In general, for user specific global preferences (for example, the user's email address), you would
leave this as a setting for them to provide in their ~/.bpipeconfig
file.
The Bpipe Config File
The main configuration file you should use for settings for your script should be the bpipe.config
file.
This file can be placed in the same directory as your pipeline file, and you can set in there
configuration for both how commands are executed (directly on a server, or on an HPC cluster, for example), and
also for the environment and settings those command use when they execute.
Tools
You can set the default location of some common tools that are used in computational workflows by setting
their locations in the bpipe.config
file:
- groovy:
groovy {
executable='/some/path/to/groovy/binary'
}
- python
python {
executable='/some/path/to/python/binary'
}
- conda (anaconda executable)
conda {
executable='/some/path/to/conda/binary'
}
- R
R {
executable='/some/path/to/Rscript/binary'
}
These configurations will be used when their inline scripting functions are invoked within Bpipe pipelines. In some cases relevant environment variables will also be inferred and set for your commands as well.
Command Configuration
The resources allocate to any given job often need to be customised to suit either the particular compute environment a pipeline is running in, or to the data that is being analysed.
To customise configuration for these settings, you can create a commands
section in your
bpipe.config
file. The options for configuring commands are described in detail in Resource Managers.
Environment Variables
Environment variables can be set for commands using an env
block. This can be set globally or within
the specific commands section:
command {
vep {
env {
PERL5LIB="/home/perl/lib"
}
}
}
Per-Environment Settings
Groovy offers a standard way to allow for multiple environments within a single configuration file. For example,
you can have different settings for development, test and production within one bpipe.config
file. To use
a specific environment, pass the --env
flag to Bpipe and provide the environment name. Then, you may create
an environments
block within your bpipe.config
and put environment specific configuration within there, with
one block for each environment containing overrides for that specific environment.
SERVER='http://dev.server/'
environments {
prod {
parameters {
SERVER=http://prod.server/
commands {
bwa {
memory="32g"
}
}
}
}
test {
parameters {
SERVER=http://test.server/
}
}
}
Bootstrap Configuration
The ability to use many different configuration files, and capability of utilising arbitrary classes (including Java libraries) creates some new problems when these files are used in complex configurations:
- how can you define common values that are used across the configuration files without duplicating their definition in each file?
- how can you use your own libraries within the configuration files? For example, you may want to build your configuration through API calls, parsing files in custom formats or through database access. Or you may wish to define a configuration model using type safe classes.

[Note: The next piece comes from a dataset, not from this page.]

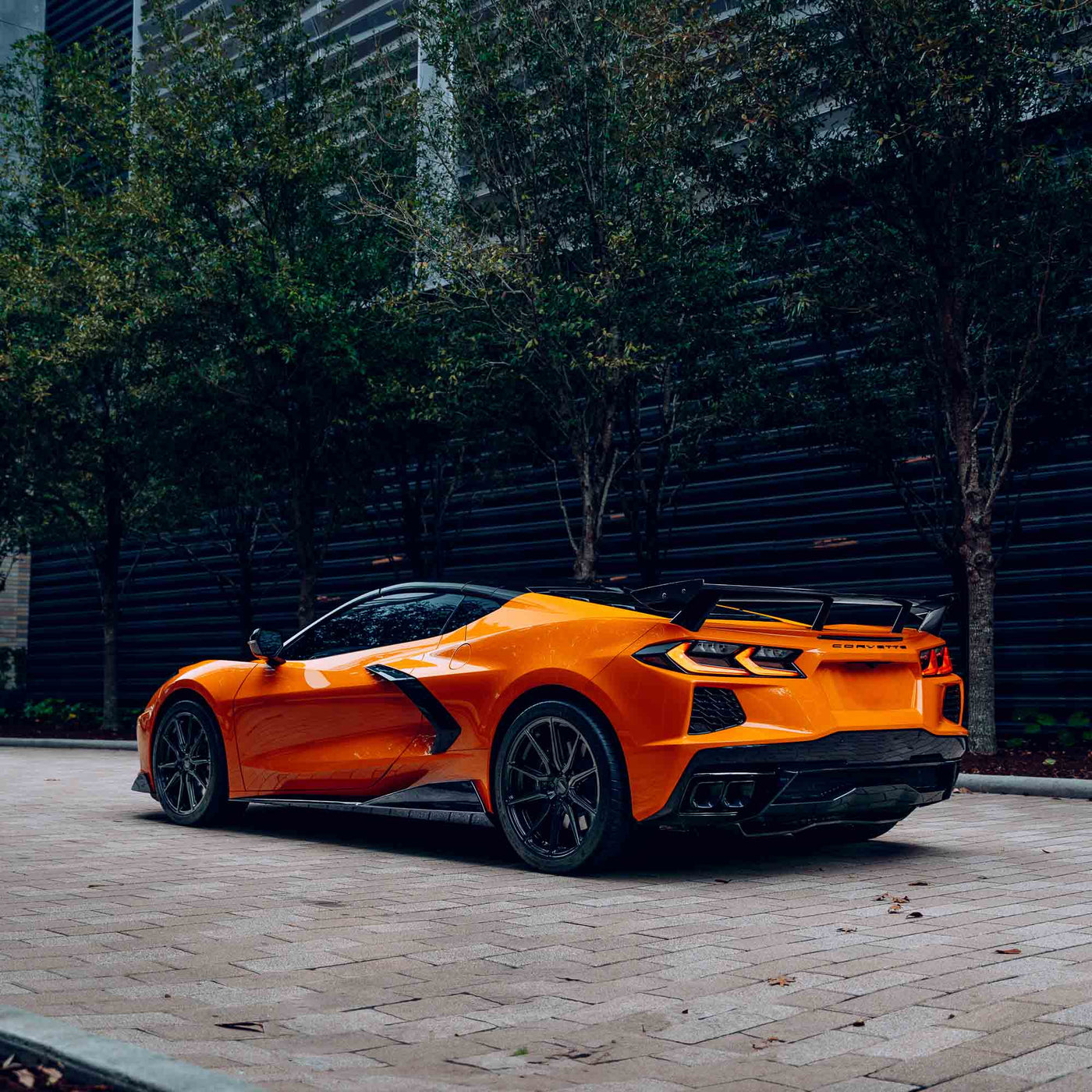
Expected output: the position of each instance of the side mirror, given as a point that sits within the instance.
(265, 644)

To help solve this type of "meta configuration" problem, Bpipe provides a special
configuration file option with unique behaviour: the "bootstrap" configuration, which
is named bpipe.bootstrap.config
, and must be located in the same directory as your
main pipeline file. This file is unique in that:
- it is loaded before any other configuration files
- any
libs
defined in the bootstrap configuration are then available to the other configuration files when they are loading - variable definitions defined in the
parameters
block of the bootstrap configuration are accessible directly as variables within the other configuration files
Using this technique, you can make core common values or libraries that you want to be accessible across all other layers of configuration available - in some ways, you can think of it as "configuration configuration".
Note that values from the bootstrap configuration are also merged to the final configuration used in the pipeline, taking precedence after the pipeline level configuration (that is, if the pipeline configuration defines a value, it is used downstream in preference to the bootstrap value).
Loading Configuration Directly
While most configuration can be accomplished with a bpipe.config
file you may prefer to separate
configuration variables from the runtime execution configuration. If you would like to do this,
a simple way is to use Bpipe's load
statement to load a file, which is commonly called config.groovy
in the same directory as your pipeline files.
For example you can have config.groovy
:
REF='/some/reference/file.fasta'
And then a pipeline that makes use of the configured values:
load 'config.groovy'
do_something = {
requires REF : "The reference file to use"
exec "sometool -R $REF"
}
run {
do_something
}
The user can still override the configuration in config.groovy
by supplying a config.groovy
in their own
runtime folder, or they can override values individually when launching Bpipe:
bpipe run -p REF=/a/different/file.fasta pipeline.groovy ...